Né una fuga né una cacciata. L’allontanamento da Palazzo Chigi di Mario Draghi ha un altro sapore: quello dell’uscita di scena volontaria, dell’irritata presa d’atto dell’impossibilità di proseguire. Anche la giacca sartoriale dell’ex Presidente della Bce, per quanto reduce da mari tempestosi, non accettava più d’essere tirata a destra e a manca: da una parte i capricci pentastellati, dall’altra il centrodestra di governo stanco di questi tira e molla, dall’altra ancora un Pd non disponibile ad un esecutivo bis di cui si sarebbe stato l’azionista molto bis.

Così, Super Mario ha deciso di alzare i tacchi. Termina in questo modo l’autocommissariamento della politica, hanno osservato alcuni. Vero. Resta però che questa uscita di scena prima o poi si sarebbe dovuta consumare. Impensabile immaginare Draghi premier fino ad una rigenerazione della classe politica attuale. Esagerato pure esigerne, sequestrando la democrazia, la permanenza fino all’esaurimento di emergenze che, a ben vedere, negli ultimi mesi si sono moltiplicate. Per quanto finita prematuramente, era comunque un’esperienza temporanea.

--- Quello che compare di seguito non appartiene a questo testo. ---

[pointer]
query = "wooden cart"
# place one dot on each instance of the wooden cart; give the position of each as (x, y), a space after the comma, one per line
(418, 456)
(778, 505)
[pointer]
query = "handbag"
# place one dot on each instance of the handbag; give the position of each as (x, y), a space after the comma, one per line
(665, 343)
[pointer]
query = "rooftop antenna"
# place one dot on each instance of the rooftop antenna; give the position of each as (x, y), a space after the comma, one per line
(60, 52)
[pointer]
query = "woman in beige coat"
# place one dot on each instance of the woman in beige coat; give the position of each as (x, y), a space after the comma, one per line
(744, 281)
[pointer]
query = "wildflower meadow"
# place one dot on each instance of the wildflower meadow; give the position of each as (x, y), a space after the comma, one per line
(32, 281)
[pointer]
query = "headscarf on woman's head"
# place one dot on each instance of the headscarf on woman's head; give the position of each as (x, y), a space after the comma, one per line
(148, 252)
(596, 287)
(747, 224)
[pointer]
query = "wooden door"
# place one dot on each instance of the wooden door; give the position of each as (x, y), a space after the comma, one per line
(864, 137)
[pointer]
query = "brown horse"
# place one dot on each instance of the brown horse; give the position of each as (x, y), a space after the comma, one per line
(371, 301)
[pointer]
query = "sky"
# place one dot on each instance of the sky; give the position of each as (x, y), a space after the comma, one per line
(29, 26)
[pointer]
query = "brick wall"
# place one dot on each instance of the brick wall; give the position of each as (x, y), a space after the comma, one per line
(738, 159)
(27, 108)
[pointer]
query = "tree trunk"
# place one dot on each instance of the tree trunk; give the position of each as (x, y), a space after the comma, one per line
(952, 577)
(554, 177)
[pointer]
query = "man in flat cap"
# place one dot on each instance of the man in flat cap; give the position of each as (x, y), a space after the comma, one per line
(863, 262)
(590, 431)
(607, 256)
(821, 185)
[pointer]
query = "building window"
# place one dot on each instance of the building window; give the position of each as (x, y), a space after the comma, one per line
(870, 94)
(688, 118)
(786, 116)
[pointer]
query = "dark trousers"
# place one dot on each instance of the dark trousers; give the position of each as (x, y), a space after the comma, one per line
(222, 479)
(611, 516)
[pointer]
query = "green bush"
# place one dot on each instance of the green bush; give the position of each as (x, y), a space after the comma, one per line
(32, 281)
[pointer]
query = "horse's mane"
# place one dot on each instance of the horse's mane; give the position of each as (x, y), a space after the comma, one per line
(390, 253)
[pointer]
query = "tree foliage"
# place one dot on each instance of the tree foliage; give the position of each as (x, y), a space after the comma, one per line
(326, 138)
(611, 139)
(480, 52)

Ora il centrodestra, Giorgia Meloni in testa, sta scaldando i motori e proverà a vincere le elezioni, mentre il centrosinistra proverà a fare ciò che gli riesce meglio: governare senza vincerle. Intanto, all’orizzonte, tutti vedranno il profilo affilato del banchiere chiamato dalla politica rimpicciolirsi; e sarà difficile non chiedersi quando, dopo Monti e dopo di lui, le chiavi del governo verranno di nuovo date ad un Super Mario di fiducia quirinalizia. Sta di fatto che ora la politica, nel bene e nel male, è chiamata a tornare protagonista. Ce la farà? Per quanto ambizioso e magari per alcuni populista sia il pensiero, vale la pena sperarlo.